A brief review of the medical literature shows that occlusive dressings provide effective therapeutic intervention either as an adjunct to topical medications or as a monotherapy for certain skin diseases, especially psoriasis and dermatitis. Applications also are found in verruca vulgaris and possibly other dermatologic diseases involving disruption of the stratum corneum (SC) permeability barrier or abnormal epidermal differentiation. Although the physiologic and chemical changes that occur on occluded human skin are concisely summarized, the mechanism(s) of action remain incompletely explored and their therapeutic and cosmetic potential incompletely developed.
Occlusion occurs on a regular basis from diapers and feminine hygiene products to clothes, gloves and bandages. Originally felt to be a neutral intervention, occlusion has been found to be active on the skin. This article briefly reviews medical research on the effect of occlusion on human skin, both healthy and diseased, and illustrates the current knowledge regarding occlusion as an active agent.

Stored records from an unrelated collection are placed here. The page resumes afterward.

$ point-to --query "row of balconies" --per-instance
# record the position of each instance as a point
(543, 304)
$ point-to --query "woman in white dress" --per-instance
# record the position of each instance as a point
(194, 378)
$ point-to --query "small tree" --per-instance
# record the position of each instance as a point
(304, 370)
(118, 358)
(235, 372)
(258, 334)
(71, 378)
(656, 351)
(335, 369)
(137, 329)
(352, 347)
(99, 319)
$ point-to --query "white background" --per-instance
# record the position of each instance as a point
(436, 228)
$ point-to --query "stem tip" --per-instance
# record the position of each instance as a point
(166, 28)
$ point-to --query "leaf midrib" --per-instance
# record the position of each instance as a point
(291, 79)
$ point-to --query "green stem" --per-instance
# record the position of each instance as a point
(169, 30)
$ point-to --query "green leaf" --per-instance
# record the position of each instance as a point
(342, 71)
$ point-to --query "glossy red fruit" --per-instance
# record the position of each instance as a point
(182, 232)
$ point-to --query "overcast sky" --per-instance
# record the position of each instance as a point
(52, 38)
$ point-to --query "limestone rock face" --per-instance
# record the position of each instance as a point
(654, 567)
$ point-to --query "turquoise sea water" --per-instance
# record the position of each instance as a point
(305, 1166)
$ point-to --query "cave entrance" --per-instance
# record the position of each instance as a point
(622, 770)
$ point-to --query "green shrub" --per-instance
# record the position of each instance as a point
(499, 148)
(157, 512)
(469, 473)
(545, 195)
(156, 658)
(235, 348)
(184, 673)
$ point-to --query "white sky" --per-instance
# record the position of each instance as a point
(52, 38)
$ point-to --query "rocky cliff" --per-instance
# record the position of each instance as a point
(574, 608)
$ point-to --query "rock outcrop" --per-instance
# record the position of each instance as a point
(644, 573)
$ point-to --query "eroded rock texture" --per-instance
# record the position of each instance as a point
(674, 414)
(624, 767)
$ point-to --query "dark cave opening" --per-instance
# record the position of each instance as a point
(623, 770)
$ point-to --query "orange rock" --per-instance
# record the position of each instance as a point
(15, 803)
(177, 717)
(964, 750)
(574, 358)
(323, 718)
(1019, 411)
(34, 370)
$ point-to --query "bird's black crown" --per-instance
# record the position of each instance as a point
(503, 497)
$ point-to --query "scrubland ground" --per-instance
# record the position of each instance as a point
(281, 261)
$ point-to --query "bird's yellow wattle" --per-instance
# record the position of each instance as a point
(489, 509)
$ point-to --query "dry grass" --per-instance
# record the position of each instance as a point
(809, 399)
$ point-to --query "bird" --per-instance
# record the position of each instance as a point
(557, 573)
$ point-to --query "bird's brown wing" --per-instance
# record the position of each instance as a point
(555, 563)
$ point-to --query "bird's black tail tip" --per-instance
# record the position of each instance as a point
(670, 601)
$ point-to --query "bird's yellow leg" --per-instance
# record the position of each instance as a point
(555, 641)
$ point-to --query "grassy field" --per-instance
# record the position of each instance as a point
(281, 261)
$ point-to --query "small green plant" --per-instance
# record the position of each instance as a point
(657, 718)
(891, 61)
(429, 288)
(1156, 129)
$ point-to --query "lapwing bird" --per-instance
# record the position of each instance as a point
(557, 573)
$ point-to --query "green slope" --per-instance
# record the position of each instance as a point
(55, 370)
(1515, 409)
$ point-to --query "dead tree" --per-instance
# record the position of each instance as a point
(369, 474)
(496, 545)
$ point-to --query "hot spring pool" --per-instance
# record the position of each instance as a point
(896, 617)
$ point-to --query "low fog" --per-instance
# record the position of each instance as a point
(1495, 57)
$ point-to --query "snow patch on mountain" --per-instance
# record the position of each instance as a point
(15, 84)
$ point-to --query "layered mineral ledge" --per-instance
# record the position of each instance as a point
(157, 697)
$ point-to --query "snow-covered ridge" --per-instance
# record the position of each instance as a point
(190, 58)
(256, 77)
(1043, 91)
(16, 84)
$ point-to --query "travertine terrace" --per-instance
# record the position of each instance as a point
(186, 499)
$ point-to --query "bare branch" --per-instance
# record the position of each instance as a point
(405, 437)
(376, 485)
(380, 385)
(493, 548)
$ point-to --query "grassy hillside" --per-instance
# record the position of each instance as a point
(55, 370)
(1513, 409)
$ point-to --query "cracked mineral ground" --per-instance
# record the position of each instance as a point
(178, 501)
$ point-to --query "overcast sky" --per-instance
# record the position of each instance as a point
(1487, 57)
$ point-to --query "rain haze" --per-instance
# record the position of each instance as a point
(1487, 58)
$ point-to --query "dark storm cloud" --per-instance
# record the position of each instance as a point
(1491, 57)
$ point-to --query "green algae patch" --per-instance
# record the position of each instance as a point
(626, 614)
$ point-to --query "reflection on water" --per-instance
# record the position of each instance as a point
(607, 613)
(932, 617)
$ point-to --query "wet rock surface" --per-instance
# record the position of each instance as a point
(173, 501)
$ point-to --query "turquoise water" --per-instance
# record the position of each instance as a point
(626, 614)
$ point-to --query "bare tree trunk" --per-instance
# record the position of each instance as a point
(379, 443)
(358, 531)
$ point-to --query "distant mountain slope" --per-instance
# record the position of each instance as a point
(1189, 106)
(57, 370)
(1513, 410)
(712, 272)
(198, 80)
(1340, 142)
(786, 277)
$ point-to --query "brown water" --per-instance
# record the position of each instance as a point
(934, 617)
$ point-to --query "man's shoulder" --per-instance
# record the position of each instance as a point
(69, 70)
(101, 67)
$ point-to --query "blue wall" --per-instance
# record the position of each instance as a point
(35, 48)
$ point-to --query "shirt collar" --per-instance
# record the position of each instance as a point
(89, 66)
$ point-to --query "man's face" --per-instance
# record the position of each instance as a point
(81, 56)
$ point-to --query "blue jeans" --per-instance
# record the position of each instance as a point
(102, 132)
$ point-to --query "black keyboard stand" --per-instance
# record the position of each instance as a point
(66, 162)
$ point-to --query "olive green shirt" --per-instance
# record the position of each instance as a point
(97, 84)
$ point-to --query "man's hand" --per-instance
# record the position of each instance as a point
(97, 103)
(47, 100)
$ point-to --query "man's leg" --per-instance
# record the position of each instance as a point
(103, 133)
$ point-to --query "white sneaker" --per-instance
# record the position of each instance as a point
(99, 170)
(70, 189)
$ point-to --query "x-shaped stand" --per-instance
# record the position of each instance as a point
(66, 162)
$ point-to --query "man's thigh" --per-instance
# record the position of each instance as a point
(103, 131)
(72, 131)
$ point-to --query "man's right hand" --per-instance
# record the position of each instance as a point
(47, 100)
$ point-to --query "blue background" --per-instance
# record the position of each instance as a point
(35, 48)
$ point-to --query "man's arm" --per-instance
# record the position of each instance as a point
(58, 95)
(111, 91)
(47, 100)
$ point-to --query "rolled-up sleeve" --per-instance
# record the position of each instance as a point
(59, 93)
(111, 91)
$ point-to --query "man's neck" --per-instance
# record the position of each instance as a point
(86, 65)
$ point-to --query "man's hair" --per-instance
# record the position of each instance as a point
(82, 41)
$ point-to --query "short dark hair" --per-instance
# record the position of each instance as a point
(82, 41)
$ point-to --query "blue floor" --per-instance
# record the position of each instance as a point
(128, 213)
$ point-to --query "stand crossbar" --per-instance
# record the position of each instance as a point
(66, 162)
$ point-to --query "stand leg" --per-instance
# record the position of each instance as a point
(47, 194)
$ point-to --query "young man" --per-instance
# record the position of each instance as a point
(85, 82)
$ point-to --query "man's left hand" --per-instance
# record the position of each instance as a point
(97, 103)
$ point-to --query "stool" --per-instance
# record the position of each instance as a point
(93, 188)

(A seminar on skin and wound care is described in Symposium on Skin and Wound Care.) Plastic films: Aly et al. performed five days of occlusion with vinylidene polymer plastic film on human forearm skin. During occlusion, pH increased from 4.3 pre-occlusion to 7.0 postocclusion. Transepidermal water loss (TEWL) increased from 0.56 mg/cm2/h to 1.87 mg/cm2/h and carbon dioxide emission increased from 25 nL/cm2/min to 118 nL/cm2/min. Although P values were not provided, the commentary indicated that this data was statistically significant.